La beauté est une salope

Publié le 18 novembre 2007

Plus grande est la beauté plus profonde est la souillure disait Bataille pour autre chose… pour jouir en fait. Mais, la beauté est une salope, Une sacrée salope, qui vous saute aux yeux du pire des lieux. Dans ce froid glacial et soudain, avec la fièvre qui ne me lâche pas, je détourne le regard du paysage pour tomber sur ce pigeon agonisant, au milieu de la chaussée. Le corps arc-bouté, l’aile pointue, le plumage moiré, la tête épuisée pliée en avant, comme échouée, le bec collé au coup et sur le sol la petite tache circulaire écarlate et très propre, comme neuve. Sur dix mètres peut-être une traînée de plume. Une beauté inouïe, insupportable. Un simple pigeon, un simple drame, une simple mort violente, une simple agonie insupportable, mais une beauté massive, de celles qui ne se laissent pas négliger, qui s’inscrivent gravé sur la rétine, comme pour empêcher de détourner le regard… La beauté est une salope.
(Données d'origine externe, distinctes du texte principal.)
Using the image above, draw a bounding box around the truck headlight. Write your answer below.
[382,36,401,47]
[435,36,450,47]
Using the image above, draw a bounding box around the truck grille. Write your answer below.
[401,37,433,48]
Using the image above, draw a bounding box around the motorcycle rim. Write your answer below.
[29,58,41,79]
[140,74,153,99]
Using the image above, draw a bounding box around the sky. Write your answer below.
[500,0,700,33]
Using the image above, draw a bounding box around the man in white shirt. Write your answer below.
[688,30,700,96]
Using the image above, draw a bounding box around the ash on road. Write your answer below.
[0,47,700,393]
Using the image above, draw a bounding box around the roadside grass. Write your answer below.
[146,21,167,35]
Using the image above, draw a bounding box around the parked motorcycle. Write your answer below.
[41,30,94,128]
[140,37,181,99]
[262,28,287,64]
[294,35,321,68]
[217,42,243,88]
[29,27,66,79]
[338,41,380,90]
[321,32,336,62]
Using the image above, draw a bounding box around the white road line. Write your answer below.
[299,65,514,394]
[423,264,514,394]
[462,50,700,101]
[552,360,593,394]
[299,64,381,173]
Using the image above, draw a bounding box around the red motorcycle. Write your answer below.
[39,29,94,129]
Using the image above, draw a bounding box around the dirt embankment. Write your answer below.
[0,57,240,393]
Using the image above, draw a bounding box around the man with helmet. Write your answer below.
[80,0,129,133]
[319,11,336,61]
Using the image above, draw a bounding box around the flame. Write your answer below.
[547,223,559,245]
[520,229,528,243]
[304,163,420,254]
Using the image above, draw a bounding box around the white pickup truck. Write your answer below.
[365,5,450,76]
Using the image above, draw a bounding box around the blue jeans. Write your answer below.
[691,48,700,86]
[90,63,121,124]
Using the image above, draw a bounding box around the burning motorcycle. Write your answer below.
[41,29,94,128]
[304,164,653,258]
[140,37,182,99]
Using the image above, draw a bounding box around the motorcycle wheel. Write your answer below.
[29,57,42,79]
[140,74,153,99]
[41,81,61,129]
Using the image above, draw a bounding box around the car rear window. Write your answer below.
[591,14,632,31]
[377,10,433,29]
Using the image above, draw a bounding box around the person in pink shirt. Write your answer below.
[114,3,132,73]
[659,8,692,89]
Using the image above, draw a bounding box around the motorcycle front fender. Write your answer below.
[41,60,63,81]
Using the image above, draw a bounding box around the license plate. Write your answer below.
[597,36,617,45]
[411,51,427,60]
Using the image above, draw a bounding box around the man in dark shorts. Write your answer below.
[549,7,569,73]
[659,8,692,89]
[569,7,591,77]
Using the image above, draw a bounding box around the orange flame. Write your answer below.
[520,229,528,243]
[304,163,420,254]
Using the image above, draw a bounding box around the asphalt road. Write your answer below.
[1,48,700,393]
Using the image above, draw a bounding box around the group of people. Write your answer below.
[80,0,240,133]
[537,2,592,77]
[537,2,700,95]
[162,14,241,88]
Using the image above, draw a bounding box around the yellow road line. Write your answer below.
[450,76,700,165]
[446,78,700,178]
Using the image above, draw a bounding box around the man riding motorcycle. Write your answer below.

Plus tard. Malgré le froid, Céline veut me montrer son expo en cours d’installation. Nous descendons donc dans ce bâtiment froid. Tout est éteint, pas un chat. Je suis surpris par l’ampleur du travail qui reste avant mardi soir. Mais il y a déjà beaucoup sur les murs. D’un coup d’œil, j’ai vu que ses lavis fonctionnaient merveilleusement qu’elle a bien fait de choisir une peinture rouge pour les murs… Mais ce qui m’a surpris, c’est le rendu de l’alignement de tirages des dessins qu’elle publie sur le web, qui à priori ne sont pas taillé pour le mur, pour la confrontation « plastique »… Je m’approche, et c’est beau, incroyablement beau, et même le texte est attirant. Il me vient que les catégories de genre existent bien, qu’il y a des images qui appellent le livre, par une nature plus proche du langage, et d’autres qui sont taillées pour la confrontation physique. Je vois très bien comment son travail revient depuis quelques mois vers une évidente plasticité, et que cet alignement de tirage numérique, presque déjà ancien, aurait parfaitement sa place imprimée dans un livre. Mais malgré cette identité de genre, indéniable, devant moi, sur ce mur, ça tient le coup, ça prend même une dimension nouvelle, une lisibilité extraordinaire. Je suis troublé et content. Les images de Céline sont encore un immense mystère.